Both unintentional and intentional coder errors, such as misspecification, unbundling, and up-coding, are additional potential sources of errors [4]. Since we have limited knowledge about the diagnostic coding process in hospitals in Trøndelag, we cannot estimate the level of intentional or unintentional coder errors that may have occurred.
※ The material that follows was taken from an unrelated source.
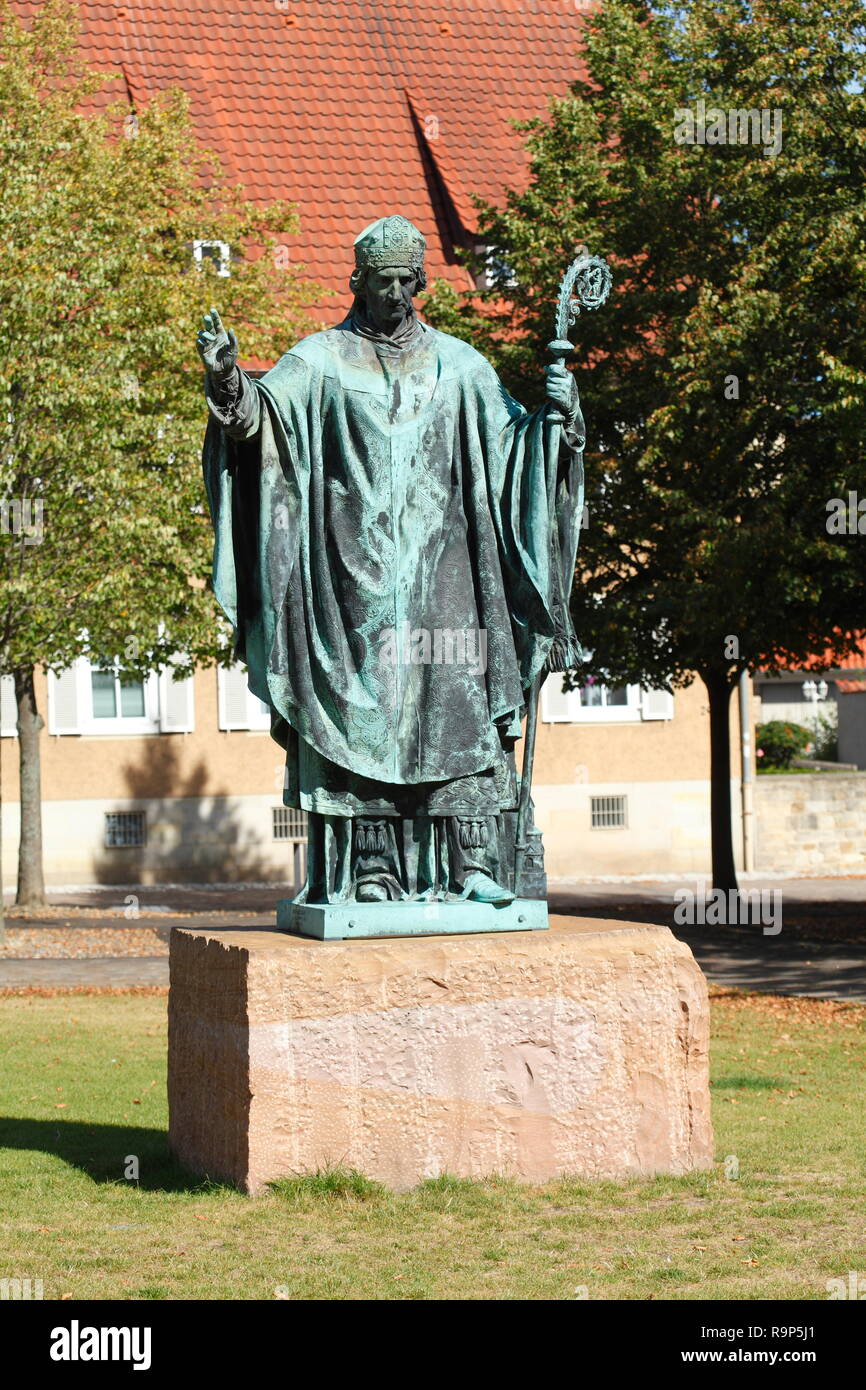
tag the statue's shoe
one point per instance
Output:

However, based on a clear discrepancy between the diagnosis registered in the contact section of the EHRs and the one posed and recorded by the physician, cf. medical journal text, we found 9% (21/240) coder errors [8].

We consider lack of access to medical records for all participants as well as diagnostic validation based on EHRs of widely varying quality a limitation of our study [9, 10]. However, we have no indication that participants in the HUNT1 Survey only, were diagnosed with higher accuracy than those participating in the later HUNT surveys. Among participants with verified PD, the rate of participation in the HUNT surveys decreased as the disease progressed causing participation (response) bias and/or self-selection bias [11].

The HUNT study has several strengths. It is covering a total population aged 20–100 years within a geographical area, which includes inland and coastal municipalities with varying characteristics. Since the age range is wide, groups of people with different cohort exposures are covered. The databank includes data on an extensive range of topics (> 6000 variables) where all data are linked to the unique PIN, which enables linkage of data for each of the participants and linkage to numbers of local, regional and national health registers, with nearly complete follow-up data [12]. The HUNT study has several advantages for epidemiologic and genetic research including cost efficiency, the large amounts of available clinical data, and the ability to analyze data over time [13]. Electronic phenotypes extracted from EHRs and other registries can be paired with genetic data to identify genes underlying common human diseases [14]. However, diagnostic accuracy is crucial when combining clinical data from health information databases to the genetic data.

This study demonstrates that the overall quality of the clinical diagnosis of PD for participants in the HUNT study is not optimal. The ICD codes entered into health registers must be quality-assured before biological material obtained from these populations can be used in the search for new biomarkers for PD. Incorrect diagnosis of cases and controls may give biased effect size estimates and misleading association results.